Turno del vicepresidente que se salvó de ser investigado
Después de varias sesiones escuchando casi en exclusiva a agentes de la Guardia Civil y del Cuerpo Nacional de Policía que participaron en el dispositivo del 1-O, llega de nuevo el turno de los políticos en el juicio del procés. La vista en el Tribunal Supremo se reinicia el martes —en una fecha tan señalada como Sant Jordi— con la declaración, entre otros, del actual vicepresidente de la Generalitat, Pere Aragonès (ERC).
Aragonès comparece como testigo a petición de Vox, que ejerce la acusación popular contra los 12 líderes independentistas. Su declaración, a cinco días de las elecciones, es de un alto voltaje político. Pero también puede incidir en lo jurídico: desde la segunda línea del Govern —era secretario del Departamento de Economía dirigido por Oriol Junqueras—, Aragonès participó también en la organización de la consulta ilegal.

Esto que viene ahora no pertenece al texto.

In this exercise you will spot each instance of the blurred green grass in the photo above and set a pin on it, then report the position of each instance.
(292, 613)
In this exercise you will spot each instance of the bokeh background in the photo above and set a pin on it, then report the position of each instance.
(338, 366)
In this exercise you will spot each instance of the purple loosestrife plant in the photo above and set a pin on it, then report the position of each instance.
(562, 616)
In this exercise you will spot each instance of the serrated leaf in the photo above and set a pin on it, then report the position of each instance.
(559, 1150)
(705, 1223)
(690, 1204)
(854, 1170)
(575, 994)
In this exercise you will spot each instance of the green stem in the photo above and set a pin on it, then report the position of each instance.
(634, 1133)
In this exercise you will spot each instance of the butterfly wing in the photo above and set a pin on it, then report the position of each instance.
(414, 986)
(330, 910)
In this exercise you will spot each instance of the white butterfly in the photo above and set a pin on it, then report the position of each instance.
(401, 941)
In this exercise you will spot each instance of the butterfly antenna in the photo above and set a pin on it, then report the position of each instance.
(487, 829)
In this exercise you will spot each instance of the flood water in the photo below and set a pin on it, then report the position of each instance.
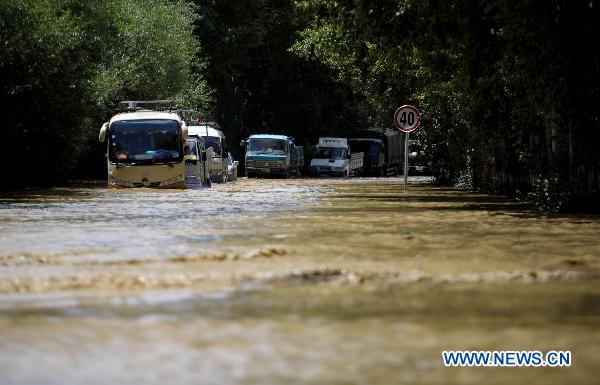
(290, 282)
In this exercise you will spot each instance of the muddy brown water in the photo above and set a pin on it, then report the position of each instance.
(290, 282)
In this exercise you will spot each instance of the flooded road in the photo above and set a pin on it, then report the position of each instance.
(290, 282)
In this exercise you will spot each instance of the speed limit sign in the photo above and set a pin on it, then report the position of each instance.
(407, 118)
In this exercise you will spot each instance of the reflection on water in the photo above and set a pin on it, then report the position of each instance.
(290, 281)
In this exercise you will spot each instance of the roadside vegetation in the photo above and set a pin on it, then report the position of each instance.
(509, 89)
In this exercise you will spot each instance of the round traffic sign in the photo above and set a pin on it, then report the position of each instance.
(407, 118)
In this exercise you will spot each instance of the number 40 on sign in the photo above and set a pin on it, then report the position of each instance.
(407, 119)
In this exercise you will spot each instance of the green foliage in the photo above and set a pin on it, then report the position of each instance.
(65, 63)
(260, 86)
(549, 195)
(511, 81)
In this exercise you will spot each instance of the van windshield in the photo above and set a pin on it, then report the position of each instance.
(330, 153)
(145, 141)
(275, 146)
(214, 142)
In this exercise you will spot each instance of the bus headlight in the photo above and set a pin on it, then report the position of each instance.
(177, 179)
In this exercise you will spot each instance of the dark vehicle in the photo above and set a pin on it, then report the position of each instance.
(384, 151)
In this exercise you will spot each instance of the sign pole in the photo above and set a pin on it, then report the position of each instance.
(407, 118)
(406, 161)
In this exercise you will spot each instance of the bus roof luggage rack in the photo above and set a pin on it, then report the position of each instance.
(137, 105)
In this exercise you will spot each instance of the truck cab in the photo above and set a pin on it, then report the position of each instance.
(332, 157)
(215, 139)
(272, 155)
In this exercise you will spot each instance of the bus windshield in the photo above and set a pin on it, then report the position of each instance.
(214, 142)
(275, 146)
(145, 141)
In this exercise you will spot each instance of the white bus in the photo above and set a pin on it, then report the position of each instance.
(145, 148)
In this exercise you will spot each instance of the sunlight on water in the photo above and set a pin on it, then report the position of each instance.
(290, 281)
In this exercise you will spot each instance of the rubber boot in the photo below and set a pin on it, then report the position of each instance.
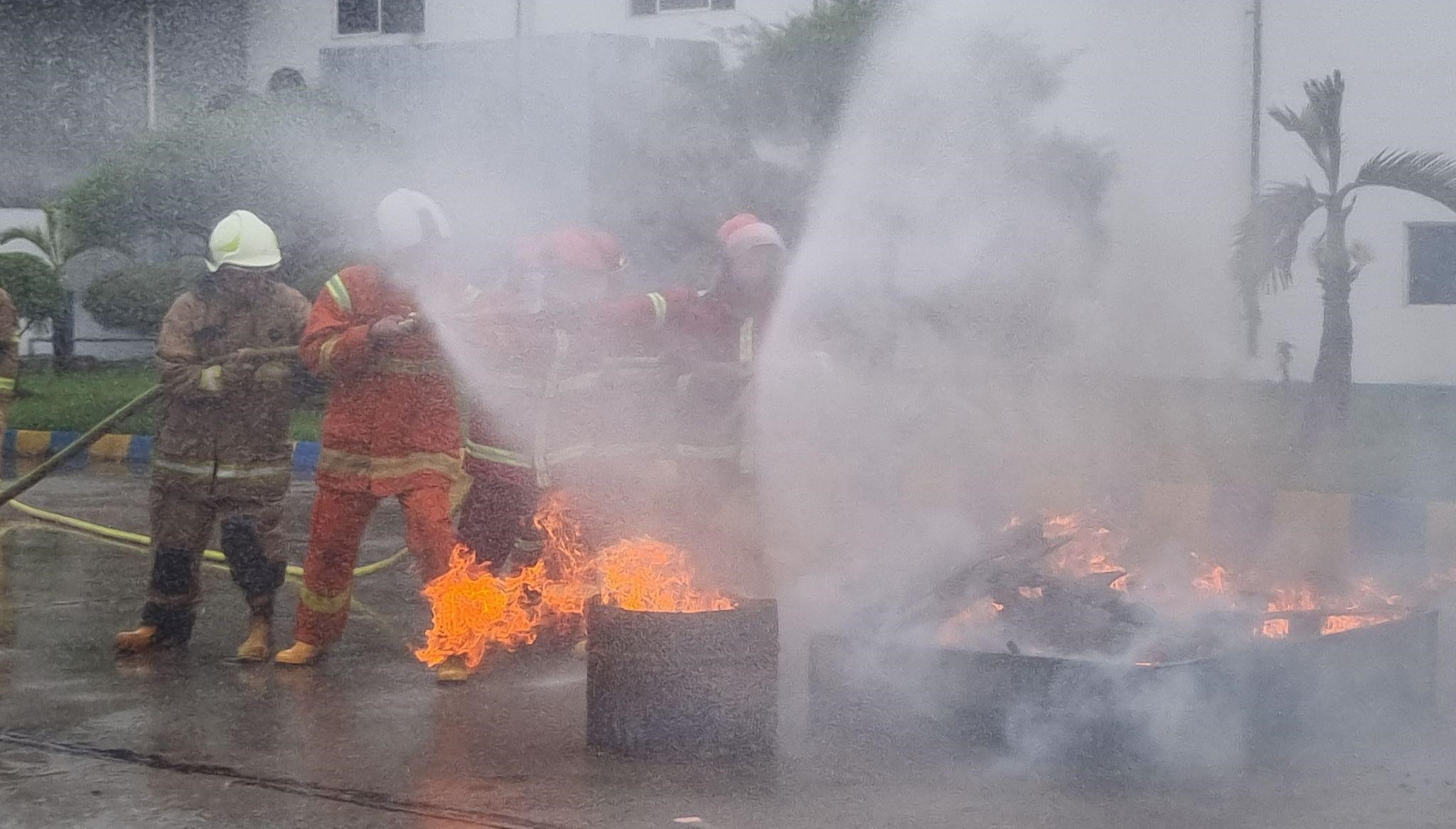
(453, 669)
(299, 653)
(137, 640)
(258, 643)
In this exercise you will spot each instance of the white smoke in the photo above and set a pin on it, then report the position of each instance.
(918, 383)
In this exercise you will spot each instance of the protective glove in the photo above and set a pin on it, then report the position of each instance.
(211, 379)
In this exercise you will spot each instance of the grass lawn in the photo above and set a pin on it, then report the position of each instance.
(75, 401)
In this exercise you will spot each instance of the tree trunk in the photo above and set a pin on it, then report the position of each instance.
(63, 334)
(1329, 394)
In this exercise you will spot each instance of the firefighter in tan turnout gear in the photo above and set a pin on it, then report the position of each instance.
(223, 449)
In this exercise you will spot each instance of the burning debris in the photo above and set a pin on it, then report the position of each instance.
(476, 612)
(1062, 586)
(1057, 643)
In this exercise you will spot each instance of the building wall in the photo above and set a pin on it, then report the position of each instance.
(290, 33)
(73, 82)
(92, 338)
(1168, 86)
(1400, 92)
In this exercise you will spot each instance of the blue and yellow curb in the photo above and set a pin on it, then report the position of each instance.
(117, 448)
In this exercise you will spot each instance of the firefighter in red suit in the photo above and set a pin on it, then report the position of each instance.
(390, 427)
(714, 336)
(565, 400)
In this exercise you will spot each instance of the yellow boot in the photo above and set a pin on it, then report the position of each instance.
(299, 653)
(258, 643)
(139, 640)
(453, 669)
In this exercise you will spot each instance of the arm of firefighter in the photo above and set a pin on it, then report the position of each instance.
(334, 340)
(179, 368)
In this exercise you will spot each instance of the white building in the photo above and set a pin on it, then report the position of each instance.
(1169, 87)
(291, 33)
(92, 338)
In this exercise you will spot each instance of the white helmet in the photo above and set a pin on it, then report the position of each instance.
(244, 241)
(407, 219)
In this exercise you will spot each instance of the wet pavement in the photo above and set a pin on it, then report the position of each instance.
(369, 739)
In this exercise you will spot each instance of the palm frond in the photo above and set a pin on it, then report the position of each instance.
(34, 235)
(1267, 238)
(1432, 175)
(1318, 124)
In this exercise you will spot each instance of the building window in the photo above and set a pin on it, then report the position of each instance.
(658, 6)
(380, 16)
(1433, 262)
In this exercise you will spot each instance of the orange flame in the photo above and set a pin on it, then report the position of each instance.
(1349, 623)
(1089, 547)
(647, 574)
(476, 612)
(1276, 629)
(1215, 582)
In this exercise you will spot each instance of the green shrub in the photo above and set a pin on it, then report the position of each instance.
(33, 284)
(137, 298)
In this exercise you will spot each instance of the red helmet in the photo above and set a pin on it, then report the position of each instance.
(583, 250)
(744, 232)
(734, 225)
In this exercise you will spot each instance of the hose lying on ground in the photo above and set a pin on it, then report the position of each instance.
(101, 429)
(137, 540)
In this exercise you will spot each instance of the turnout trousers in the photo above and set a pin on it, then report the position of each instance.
(183, 520)
(336, 532)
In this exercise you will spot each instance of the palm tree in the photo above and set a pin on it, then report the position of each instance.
(1268, 236)
(57, 247)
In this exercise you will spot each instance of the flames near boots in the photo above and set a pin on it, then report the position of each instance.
(476, 612)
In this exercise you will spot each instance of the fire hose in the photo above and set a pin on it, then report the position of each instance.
(124, 537)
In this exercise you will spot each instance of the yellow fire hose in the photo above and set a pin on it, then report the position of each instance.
(124, 537)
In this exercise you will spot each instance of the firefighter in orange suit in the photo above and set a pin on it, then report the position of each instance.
(223, 452)
(390, 427)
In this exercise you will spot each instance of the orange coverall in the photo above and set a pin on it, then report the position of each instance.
(390, 429)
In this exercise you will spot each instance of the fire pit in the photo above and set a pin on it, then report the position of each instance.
(690, 685)
(1279, 687)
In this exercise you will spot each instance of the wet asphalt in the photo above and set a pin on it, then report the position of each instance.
(369, 739)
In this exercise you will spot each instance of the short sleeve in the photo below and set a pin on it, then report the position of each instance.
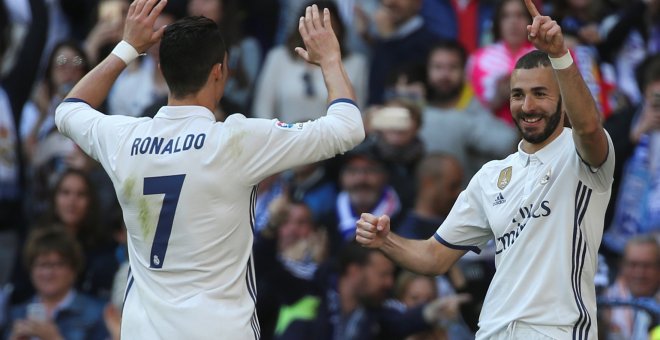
(270, 146)
(466, 227)
(96, 133)
(600, 178)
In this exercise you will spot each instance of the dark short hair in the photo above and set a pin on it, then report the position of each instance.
(450, 45)
(188, 50)
(533, 59)
(45, 240)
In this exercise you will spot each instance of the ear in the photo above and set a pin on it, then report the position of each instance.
(216, 71)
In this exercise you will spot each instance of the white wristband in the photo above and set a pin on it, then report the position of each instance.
(125, 52)
(562, 62)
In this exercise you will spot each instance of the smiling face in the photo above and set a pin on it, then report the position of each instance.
(536, 106)
(52, 275)
(72, 201)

El actual vicepresidente del Govern a punto estuvo de ser investigado por el procés. El juzgado de instrucción número 13 de Barcelona —que indagó los preparativos del referéndum— pidió al Tribunal Superior de Justicia de Cataluña que, dada su condición de aforado, le llamase a declarar por desobediencia. El tribunal rechazó la petición al considerar que el juez no detalló indicios de delito.
Además de Aragonès, el martes está prevista la declaración de otros cargos del Govern de Carles Puigdemont que abandonaron el barco antes del 1-O, como el exconsejero de Interior Jordi Jané o el exdirector de la policía Albert Batlle. También está prevista la declaración de la intendente de los Mossos d’Esquadra Teresa Laplana, que tuvo un papel clave en la gestión de la protesta del 20-S frente al Departamento de Economía.